18. Rule 802 under the 1933 Act (Rule 802) provides an exemption from the registration requirements of the 1933 Act for offers and sales in any exchange offer for a class of securities of a foreign private issuer (as defined for purposes of the 1933 Act and the rules and regulations issued by the U.S. Securities and Exchange Commission thereunder) or in any exchange of securities for the securities of a foreign private issuer in any business combination if the holders of the foreign subject company resident in the United States hold no more than 10% of the securities that are the subject of the exchange offer or business combination. The holders of ASG Shares resident in the United States hold more than 10% of the issued and outstanding ASG Shares. Accordingly, the Filers cannot rely on the registration exemption in Rule 802 in connection with the Offer;

19. to the knowledge of the Filers, and based on the most recent registered shareholder list of ASG provided to the Filers on September 15, 2009 and the most recent geographic reports delivered to the Filers on October 13, 2009 and October 20, 2009, no more than 14,577,809 ASG Shares (representing approximately 11.2% of the issued and outstanding ASG Shares) are held by Non-Exempt ASG Shareholders

20. the take-over bid rules of the Australian Act apply to the Offer;

21. the Australian Act provides that where the consideration for a bid includes an offer of securities, the securities do not need to be offered to foreign holders of the target's securities if under the terms of the bid: (i) the bidder must appoint a nominee for foreign holders of the target's securities who is approved by the Australian Securities and Investments Commission; (ii) the bidder must transfer to the nominee the securities that would otherwise be transferred to the foreign holders who accept the bid for that consideration or the right to acquire those securities; and (iii) the nominee must sell the securities, or those rights, and distribute to each of those foreign holders their proportion of the proceeds of the sale net of expenses;

22. in lieu of delivering Allied Gold Shares to Non-Exempt ASG Shareholders, the Filers intend to use a mechanism, the details and procedures of which are described in paragraph 23 below (the Vendor Placement), as permitted under the Australian Act. As a result of the Vendor Placement, the registration requirements of the 1933 Act, in addition to the applicable laws of certain U.S. states and the requirements of any other jurisdictions which may otherwise require registration or qualification of the Allied Gold Shares (the Other Foreign Jurisdictions), will not apply to the Filers and/or the Offer because the Allied Gold Shares will not be delivered in the United States or the Other Foreign Jurisdictions to Non-Exempt ASG Shareholders;

23. Allied Gold proposes to deliver to a nominee under the Offer (the Nominee) the Allied Gold Shares which Non-Exempt ASG Shareholders would otherwise be entitled to receive under the Offer; the Nominee, through a registered broker, will sell those Allied Gold Shares by private sale or on any stock exchange on which the Allied Gold Shares are then listed after the payment date for the ASG Shares tendered by the Non-Exempt ASG Shareholders under the Offer and, as soon as possible after completion of the sale, the Nominee will remit the net proceeds of the sale to the Non-Exempt ASG Shareholders that tendered their ASG Shares under the Offer; such procedure to be modified as necessary to comply with the laws of the Other Foreign Jurisdictions;

24. any sale of Allied Gold Shares described in paragraph 23 above will be completed as soon as possible after the date on which the Offeror takes up the ASG Shares tendered by the Non-Exempt ASG Shareholders under the Offer and will be done in a manner intended to maximize the consideration to be received from the sale by the applicable Non-Exempt ASG Shareholders and minimize any adverse impact of the sale on the market for the Allied Gold Shares.

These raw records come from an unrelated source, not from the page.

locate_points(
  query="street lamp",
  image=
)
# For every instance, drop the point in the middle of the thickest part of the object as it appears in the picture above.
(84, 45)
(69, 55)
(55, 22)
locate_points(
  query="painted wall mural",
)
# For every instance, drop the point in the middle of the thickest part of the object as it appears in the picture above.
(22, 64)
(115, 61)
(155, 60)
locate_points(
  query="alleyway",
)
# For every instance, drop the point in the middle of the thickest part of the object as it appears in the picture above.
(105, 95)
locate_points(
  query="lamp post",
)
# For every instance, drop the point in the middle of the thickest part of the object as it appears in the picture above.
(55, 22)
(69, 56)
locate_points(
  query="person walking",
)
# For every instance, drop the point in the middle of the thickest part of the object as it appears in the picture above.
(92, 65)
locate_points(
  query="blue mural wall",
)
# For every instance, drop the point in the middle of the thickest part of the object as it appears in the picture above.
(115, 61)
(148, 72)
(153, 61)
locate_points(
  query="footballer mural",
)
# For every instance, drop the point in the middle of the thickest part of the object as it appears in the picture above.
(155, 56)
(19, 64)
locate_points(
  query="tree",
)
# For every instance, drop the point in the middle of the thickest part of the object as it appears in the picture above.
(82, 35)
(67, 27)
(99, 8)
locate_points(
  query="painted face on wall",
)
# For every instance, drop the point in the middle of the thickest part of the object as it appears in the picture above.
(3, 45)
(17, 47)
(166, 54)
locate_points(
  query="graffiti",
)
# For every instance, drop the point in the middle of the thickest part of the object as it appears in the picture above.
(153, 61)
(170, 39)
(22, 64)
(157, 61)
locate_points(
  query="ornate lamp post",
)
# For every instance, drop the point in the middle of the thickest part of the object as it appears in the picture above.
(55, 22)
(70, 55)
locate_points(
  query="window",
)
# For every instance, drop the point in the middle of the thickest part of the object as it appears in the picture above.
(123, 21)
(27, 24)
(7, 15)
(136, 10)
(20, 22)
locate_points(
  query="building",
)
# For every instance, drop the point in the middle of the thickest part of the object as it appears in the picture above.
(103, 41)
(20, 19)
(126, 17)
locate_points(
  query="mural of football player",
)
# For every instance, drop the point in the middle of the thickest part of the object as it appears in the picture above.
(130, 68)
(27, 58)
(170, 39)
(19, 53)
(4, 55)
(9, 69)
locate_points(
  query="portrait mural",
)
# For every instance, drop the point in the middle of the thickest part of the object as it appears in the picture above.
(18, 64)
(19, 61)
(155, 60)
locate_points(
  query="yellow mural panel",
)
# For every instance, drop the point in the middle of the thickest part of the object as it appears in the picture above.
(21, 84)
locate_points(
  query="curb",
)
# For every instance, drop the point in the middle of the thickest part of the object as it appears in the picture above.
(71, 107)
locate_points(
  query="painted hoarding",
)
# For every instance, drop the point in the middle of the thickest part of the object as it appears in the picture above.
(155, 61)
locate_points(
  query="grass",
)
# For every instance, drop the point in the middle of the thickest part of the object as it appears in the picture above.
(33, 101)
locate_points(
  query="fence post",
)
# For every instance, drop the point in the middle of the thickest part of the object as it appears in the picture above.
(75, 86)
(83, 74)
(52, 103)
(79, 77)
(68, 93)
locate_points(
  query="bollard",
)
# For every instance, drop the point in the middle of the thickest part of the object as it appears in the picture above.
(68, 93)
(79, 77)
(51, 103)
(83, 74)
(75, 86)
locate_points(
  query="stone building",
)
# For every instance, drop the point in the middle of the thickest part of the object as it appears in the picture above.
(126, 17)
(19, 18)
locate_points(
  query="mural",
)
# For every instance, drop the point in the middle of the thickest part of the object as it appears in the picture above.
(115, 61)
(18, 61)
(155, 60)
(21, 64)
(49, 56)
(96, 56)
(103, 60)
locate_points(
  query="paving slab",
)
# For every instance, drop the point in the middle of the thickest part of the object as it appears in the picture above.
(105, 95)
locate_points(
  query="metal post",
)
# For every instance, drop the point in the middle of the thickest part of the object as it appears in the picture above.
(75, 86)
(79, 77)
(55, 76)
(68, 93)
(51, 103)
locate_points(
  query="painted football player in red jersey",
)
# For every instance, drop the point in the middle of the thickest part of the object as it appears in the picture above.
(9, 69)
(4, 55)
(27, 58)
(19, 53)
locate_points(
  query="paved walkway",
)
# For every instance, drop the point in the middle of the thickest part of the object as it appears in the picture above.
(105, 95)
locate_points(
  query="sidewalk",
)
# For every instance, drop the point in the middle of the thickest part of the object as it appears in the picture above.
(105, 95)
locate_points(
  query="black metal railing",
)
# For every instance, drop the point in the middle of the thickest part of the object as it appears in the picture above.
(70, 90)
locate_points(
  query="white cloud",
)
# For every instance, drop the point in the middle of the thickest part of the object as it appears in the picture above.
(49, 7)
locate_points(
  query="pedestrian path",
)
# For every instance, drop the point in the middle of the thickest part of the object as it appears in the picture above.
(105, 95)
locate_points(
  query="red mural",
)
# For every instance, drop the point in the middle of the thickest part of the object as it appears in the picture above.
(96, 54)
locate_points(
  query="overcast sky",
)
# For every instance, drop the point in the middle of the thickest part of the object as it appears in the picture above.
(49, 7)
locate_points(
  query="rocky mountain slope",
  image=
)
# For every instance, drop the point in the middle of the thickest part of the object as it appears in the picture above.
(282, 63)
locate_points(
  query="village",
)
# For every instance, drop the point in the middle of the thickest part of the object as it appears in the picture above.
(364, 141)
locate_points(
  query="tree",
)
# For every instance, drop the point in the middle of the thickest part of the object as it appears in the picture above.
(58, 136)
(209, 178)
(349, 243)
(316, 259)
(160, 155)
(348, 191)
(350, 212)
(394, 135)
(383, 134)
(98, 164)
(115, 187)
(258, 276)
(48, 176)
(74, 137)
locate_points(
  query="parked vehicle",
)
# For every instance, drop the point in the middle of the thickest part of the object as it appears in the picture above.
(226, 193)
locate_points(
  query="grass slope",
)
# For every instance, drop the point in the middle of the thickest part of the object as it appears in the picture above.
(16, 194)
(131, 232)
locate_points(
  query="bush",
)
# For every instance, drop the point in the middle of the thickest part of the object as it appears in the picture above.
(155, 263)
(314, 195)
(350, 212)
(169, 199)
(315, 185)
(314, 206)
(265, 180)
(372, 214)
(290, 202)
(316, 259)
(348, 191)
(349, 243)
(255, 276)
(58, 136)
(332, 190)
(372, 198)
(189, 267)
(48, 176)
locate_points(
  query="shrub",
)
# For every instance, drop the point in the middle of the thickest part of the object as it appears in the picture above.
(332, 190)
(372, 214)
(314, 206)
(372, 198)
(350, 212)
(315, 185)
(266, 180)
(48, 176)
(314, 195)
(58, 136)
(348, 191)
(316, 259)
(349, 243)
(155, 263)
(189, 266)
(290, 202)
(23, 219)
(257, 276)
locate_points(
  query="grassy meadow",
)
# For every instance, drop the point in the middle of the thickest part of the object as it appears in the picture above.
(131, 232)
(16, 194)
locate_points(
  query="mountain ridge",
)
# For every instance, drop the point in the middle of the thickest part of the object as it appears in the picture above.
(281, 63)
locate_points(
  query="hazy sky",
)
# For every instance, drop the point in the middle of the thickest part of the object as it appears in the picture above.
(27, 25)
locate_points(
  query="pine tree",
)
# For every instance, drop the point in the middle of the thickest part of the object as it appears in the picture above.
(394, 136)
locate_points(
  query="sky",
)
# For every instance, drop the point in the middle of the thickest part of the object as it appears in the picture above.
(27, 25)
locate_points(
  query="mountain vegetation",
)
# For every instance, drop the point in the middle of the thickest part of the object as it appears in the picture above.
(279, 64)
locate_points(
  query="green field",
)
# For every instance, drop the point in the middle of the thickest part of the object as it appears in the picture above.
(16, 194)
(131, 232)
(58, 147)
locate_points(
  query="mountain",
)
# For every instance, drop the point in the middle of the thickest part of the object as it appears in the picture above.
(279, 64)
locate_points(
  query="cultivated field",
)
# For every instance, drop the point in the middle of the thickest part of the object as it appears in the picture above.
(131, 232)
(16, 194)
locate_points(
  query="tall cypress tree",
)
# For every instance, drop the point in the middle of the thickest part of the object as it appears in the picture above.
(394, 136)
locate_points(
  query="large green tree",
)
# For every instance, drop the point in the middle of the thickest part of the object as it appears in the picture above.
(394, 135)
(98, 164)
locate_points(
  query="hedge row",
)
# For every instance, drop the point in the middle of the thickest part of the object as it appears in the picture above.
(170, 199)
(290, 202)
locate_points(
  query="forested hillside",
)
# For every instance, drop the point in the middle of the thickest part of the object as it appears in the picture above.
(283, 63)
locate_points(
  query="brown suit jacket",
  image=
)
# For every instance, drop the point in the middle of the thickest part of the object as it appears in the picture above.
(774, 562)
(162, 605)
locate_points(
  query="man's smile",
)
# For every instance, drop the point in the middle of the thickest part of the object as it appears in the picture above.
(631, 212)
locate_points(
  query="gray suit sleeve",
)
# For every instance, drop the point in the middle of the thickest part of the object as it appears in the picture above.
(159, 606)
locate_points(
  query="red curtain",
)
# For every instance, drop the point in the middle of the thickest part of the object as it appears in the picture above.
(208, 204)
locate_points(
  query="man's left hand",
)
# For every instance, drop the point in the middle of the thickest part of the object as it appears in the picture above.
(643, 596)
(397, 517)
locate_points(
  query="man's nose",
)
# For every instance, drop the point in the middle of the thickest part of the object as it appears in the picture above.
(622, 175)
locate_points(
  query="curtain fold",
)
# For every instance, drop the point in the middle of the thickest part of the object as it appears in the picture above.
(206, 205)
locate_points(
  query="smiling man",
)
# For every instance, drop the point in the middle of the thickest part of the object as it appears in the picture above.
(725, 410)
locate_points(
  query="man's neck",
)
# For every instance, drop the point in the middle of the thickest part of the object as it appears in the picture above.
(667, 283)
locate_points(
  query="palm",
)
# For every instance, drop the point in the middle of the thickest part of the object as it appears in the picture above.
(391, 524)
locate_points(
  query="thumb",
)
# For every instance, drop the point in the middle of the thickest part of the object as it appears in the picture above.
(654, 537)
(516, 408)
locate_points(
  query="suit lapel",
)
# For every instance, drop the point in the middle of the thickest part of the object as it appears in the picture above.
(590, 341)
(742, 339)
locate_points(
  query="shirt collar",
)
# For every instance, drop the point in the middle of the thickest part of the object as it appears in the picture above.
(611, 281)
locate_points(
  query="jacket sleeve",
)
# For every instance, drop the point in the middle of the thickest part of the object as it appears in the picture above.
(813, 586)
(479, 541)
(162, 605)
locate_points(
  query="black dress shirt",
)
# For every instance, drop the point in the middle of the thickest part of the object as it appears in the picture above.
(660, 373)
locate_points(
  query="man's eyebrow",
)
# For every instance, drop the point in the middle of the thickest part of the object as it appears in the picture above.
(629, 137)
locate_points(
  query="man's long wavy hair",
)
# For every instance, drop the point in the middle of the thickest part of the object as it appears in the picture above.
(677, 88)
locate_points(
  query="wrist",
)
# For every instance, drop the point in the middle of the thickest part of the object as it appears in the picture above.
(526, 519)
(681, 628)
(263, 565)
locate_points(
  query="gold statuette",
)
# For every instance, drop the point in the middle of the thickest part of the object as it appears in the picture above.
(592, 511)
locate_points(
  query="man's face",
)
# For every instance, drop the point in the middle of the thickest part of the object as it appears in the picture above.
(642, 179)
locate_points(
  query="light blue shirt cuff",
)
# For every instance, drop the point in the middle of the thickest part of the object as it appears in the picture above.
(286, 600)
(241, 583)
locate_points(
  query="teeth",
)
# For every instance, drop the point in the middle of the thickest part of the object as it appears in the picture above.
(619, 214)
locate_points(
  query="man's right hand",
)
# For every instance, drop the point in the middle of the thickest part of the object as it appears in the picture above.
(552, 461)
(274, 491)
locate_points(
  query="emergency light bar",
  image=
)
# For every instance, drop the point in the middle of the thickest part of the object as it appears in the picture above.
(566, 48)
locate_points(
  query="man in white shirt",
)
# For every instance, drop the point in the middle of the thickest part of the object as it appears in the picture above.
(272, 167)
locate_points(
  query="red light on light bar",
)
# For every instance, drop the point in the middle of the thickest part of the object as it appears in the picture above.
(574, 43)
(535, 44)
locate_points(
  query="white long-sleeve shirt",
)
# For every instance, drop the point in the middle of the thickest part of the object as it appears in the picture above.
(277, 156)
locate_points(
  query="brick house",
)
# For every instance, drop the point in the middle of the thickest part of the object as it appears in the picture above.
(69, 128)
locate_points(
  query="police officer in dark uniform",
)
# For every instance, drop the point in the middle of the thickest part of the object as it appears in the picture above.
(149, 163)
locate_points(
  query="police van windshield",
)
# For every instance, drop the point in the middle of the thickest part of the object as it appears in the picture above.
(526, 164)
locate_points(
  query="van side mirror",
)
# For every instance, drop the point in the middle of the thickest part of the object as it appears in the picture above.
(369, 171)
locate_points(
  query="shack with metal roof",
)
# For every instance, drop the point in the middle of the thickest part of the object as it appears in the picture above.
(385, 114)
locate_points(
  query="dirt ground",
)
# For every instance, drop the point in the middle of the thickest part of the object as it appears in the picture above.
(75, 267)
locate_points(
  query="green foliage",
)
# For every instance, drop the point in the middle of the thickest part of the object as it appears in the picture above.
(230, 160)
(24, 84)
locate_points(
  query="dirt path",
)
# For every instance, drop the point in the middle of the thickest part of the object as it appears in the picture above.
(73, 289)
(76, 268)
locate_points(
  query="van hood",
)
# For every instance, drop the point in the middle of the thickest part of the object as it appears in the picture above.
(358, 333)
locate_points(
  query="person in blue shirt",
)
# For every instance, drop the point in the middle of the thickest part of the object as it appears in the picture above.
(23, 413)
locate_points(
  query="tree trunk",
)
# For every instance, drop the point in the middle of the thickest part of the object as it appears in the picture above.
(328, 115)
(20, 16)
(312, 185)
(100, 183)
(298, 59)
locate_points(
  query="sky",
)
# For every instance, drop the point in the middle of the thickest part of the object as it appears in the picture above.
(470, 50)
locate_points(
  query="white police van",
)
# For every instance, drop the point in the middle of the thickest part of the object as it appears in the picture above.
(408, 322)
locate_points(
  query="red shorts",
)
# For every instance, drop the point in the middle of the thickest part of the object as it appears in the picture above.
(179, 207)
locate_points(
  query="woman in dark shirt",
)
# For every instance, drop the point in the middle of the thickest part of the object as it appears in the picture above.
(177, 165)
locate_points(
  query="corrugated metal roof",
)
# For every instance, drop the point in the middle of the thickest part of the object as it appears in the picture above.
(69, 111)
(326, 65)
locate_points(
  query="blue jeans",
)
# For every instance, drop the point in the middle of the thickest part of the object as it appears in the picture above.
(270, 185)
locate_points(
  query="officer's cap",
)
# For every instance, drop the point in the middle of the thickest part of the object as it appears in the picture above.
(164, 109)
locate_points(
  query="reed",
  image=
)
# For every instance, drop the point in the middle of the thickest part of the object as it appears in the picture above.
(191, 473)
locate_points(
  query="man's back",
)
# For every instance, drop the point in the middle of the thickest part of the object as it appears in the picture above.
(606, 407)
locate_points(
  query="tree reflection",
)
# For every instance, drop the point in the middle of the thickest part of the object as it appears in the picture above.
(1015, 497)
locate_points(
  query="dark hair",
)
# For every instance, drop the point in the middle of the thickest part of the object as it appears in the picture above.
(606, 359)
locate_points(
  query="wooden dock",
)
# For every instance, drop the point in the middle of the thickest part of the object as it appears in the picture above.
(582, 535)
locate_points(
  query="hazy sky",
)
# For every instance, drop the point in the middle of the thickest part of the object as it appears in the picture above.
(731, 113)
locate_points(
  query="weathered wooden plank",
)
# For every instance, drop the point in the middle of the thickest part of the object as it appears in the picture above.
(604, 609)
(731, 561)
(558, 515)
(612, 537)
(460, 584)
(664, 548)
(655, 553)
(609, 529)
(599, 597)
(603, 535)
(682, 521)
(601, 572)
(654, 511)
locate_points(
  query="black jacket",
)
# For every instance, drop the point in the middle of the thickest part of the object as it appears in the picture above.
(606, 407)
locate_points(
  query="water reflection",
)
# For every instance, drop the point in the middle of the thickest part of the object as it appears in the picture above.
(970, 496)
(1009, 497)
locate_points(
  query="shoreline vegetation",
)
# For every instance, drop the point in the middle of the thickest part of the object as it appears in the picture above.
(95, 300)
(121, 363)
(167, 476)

25. The Filers intend to use the Vendor Placement mechanism solely for the purchase of ASG Shares held by Non-Exempt ASG Shareholders;

26. the Offer to the Non-Exempt ASG Shareholders as amended by the Vendor Placement, and the sale of Allied Gold Shares for the benefit of the Non-Exempt ASG Shareholders pursuant to the Vendor Placement, will not constitute a violation of U.S. federal and state securities laws or the laws of the Other Foreign Jurisdictions;

27. based on the exchange ratio of the Offer and on the maximum number of ASG Shares that, to the knowledge of the Filers, are held by Non-Exempt ASG Shareholders, and assuming the Offeror acquires 100% of the ASG Shares, the Allied Gold Shares to be sold under the Vendor Placement would represent approximately 2.1% of the outstanding Allied Gold Shares upon the take-up and payment of the ASG Shares under the Offer;

28. registration under the securities laws of the U.S. or the Other Foreign Jurisdictions of the Allied Gold Shares deliverable to Non-Exempt ASG Shareholders pursuant to the Offer, and the resulting ongoing reporting requirements, would be costly and burdensome to Allied Gold;

29. pursuant to paragraph (f) of the definition of "reporting issuer" in subsection 1(1) of the Securities Act (British Columbia), Allied Gold will be deemed to be a reporting issuer in British Columbia upon the take-up and payment of ASG Shares under the Offer. As a result, Allied Gold will thereafter be subject to the continuous disclosure obligations set out in National Instrument 51-102 Continuous Disclosure Obligations which are applicable to all reporting issuers in Canada;

30. the take-over bid circular prepared by the Filers and sent to all shareholders of ASG discloses the Vendor Placement mechanism to be followed for Non-Exempt ASG Shareholders who tender their ASG Shares to the Offer;

31. the Offer is not being made to, nor will deposits be accepted from or on behalf of, holders of ASG Shares in any jurisdiction in which the making or acceptance of the Offer would not be in compliance with the laws of such jurisdiction;

32. there is currently a liquid market (as such term is defined in Multilateral Instrument 61-101 Protection of Minority Security Holders in Special Transactions) for the Allied Gold Shares and Allied Gold has been advised by the registered broker who will sell the Allied Gold Shares in connection with the Vendor Placement that there would continue to be such a liquid market for the Allied Gold Shares following the completion of the Offer and the sale of the Allied Gold Shares on behalf of Non-Exempt ASG Shareholders as contemplated in the Offer; and

33. except to the extent that the Exemption Sought is granted, the Offer will comply with the requirements under applicable securities legislation concerning take-over bids.

Decision

The principal regulator is satisfied that the decision meets the test set out in the Legislation for the principal regulator to make the decision.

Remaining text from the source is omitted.